For our Fall Alumni Newsletter, we are featuring Tony Arthur, who began teaching at CSUN in 1972. He retired in 2002 in order to write full time.
For Professor Anthony Arthur, It’s the Year of ‘The Jungle’
Fulbright Teaching Fellowship, Acclaimed Biography Make for Memorable 2006
English professor emeritus Anthony Arthur is having the kind of year that comes along only once in a century. Quite literally.
Random House in June brought out Arthur’s biography, Radical Innocent: Upton Sinclair, on the 100th publication anniversary of The Jungle, Sinclair’s 1906 classic in social protest literature. An avalanche of positive reviews followed, in more than 25 major publications to date, including The New Yorker, The New York Times, The Wall Street Journal, the Chicago Sun Times, The Christian Science Monitor, the Los Angeles Times, The Boston Globe, the Denver Post, The Philadelphia Inquirer, USA Today and more.
Arthur barely had time to adjust his schedule to lecture invitations and interviews on National Public Radio’s “All Things Considered,” WYNC and WABC in New York and others when a letter arrived from Washington, D.C. For the third time in his life, he had been selected to participate in the esteemed Fulbright Program, the United States’ flagship program in international educational exchange.
As a Fulbright senior specialist, Arthur will conduct a six-week seminar on Sinclair at the University of Dortmund in the industrial Ruhr region of Germany, north of Cologne. He also is scheduled for lectures in Munich, Hamburg, Berlin and a half dozen other German cities.
The CSUN professor will arrive in Europe flush with the success of Radical Innocent. Hardly his first outing on the national publishing scene—five books precede it—the book’s reception has surprised even the seasoned author. “I’ve had good reviews before,” he said, “but nothing in this quantity.”
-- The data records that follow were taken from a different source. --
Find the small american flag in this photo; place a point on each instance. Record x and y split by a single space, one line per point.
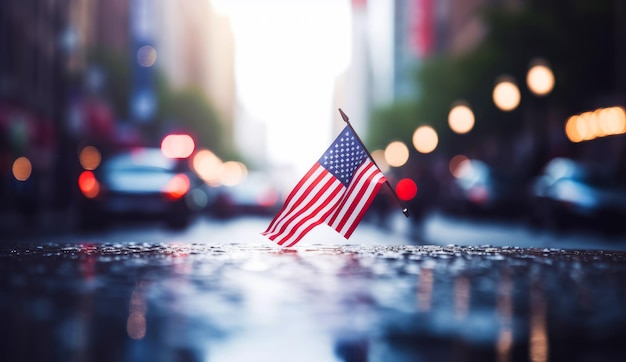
337 191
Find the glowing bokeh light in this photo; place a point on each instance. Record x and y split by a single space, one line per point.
177 187
540 79
88 184
396 154
599 123
146 56
506 95
89 158
425 139
233 173
22 168
406 189
177 146
461 118
455 165
379 158
208 166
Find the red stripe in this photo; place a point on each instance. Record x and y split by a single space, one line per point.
293 215
372 195
316 223
353 184
306 179
295 212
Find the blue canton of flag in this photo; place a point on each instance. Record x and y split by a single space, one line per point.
343 156
337 191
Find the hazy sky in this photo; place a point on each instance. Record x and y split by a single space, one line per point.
288 54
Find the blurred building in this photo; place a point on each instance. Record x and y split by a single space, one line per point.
195 49
391 38
35 40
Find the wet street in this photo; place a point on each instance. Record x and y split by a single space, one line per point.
218 291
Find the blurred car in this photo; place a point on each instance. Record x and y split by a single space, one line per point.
479 189
570 192
137 184
257 194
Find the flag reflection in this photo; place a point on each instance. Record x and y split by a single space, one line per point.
136 323
539 344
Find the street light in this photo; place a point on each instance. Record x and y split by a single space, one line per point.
396 154
540 79
506 94
461 118
425 139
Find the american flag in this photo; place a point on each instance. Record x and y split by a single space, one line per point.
337 191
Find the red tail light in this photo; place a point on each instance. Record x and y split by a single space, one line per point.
177 187
88 184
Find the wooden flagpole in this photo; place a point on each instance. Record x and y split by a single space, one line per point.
405 211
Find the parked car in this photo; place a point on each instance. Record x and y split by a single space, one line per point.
570 192
257 194
137 184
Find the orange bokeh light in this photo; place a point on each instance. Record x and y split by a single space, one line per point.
177 187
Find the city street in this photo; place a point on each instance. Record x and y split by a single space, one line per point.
218 291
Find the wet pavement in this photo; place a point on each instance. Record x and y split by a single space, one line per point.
257 302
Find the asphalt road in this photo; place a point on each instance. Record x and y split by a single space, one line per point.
150 294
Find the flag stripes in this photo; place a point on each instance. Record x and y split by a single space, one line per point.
337 191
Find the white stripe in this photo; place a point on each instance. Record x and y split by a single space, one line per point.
361 203
329 206
293 204
362 177
302 205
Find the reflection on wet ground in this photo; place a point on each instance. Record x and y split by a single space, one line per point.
196 302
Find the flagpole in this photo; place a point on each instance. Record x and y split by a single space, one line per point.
405 211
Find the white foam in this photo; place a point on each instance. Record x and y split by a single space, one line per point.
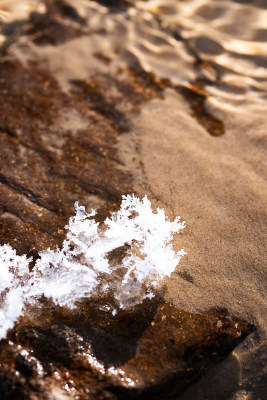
82 267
Or perhaps with these superlatives: The New Yorker’s David Denby called the biography “intimate and intellectually astute.” Los Angeles Magazine considered it “a model of good biography, uncommonly well wrought and continually interesting.” “Rare is the biographer capable of packing the fascinating fullness as compactly—and apparently completely—as Arthur has done,” said the Denver Post.
Arthur began his three-year Radical Innocent project in 2002, drawn to Sinclair because he “hadn’t been done to death.” Discovering in his subject a “paradoxical figure who was a man of enormous talent and energy and will,” Arthur was astonished to find that here was “one of the most important people in American cultural history, and yet there hadn’t been anything done on him that was of real merit.”
Sinclair’s was a full and useful life, but one full of contradictions, Arthur found. The challenge was “to reconcile this extraordinarily selfish and self-centered man—as he described himself—with his image as the patron saint of American liberalism.”
His Radical Innocent experience has whetted Arthur’s appetite to find another appealing subject. “This was my first biography, and I learned a lot in the process. It’s like do-it-yourself construction on your house. You pick up all these skills and you want to use them.”